The judgment of the court below should be affirmed.
1st. The question asked the photographer on cross-examination by counsel for the appellee was proper, and the reply thereto was admissible. Evidence that a defendant charged with injuring the plaintiff is insured against liability therefor is not admissible on the issue of the infliction vel non of the injury for it has no relevancy thereto, but it is admissible when relative to other material issues in the case, among which is the bias or interest of a witness offered by the defendant. 5 Am. Jur. "Automobiles," sec. 622; 36 C.J. 1128, sec. 128; and Note Stehouwer v. Lewis, 74 A.L.R. 852. The appellee was entitled to have the jury informed as to why and for whom these photographs were taken in order to determine what weight they would give to them.
2nd. Even had the evidence been admitted, but wrongfully, the error thereby committed would have been harmless. If the question and answer indicated to the *Page 864 jury that the appellant was protected by liability insurance, it could only have been because of the commonly known fact that liability insurance is carried by practically all owners of motor vehicles. It therefore brought nothing new into the knowledge of the jurors.

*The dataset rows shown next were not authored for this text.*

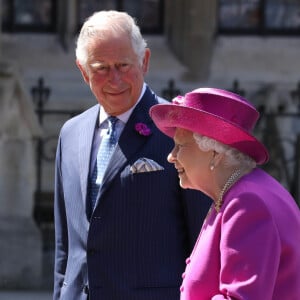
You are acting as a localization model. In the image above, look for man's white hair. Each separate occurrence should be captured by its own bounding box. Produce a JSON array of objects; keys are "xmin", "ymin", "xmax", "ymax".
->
[{"xmin": 76, "ymin": 10, "xmax": 147, "ymax": 66}]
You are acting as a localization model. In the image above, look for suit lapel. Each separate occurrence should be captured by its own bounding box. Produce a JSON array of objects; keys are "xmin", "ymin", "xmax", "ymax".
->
[
  {"xmin": 98, "ymin": 87, "xmax": 157, "ymax": 199},
  {"xmin": 78, "ymin": 105, "xmax": 99, "ymax": 207}
]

3rd. The question and answer was excluded from the jury's consideration, and they were charged expressly not to consider it. We should presume, if trial by jury is not to be abandoned, that jurors are honest and intelligent men; and, until the contrary appears will "true verdicts give according to the evidence," as required by their oath of office; will obey the instructions given them by the trial judge; and will discharge their duties as conscientiously as we discharge ours. If the trial judge excludes incompetent evidence when offered, he has discharged his full duty to a litigant and given him all the protection the law requires.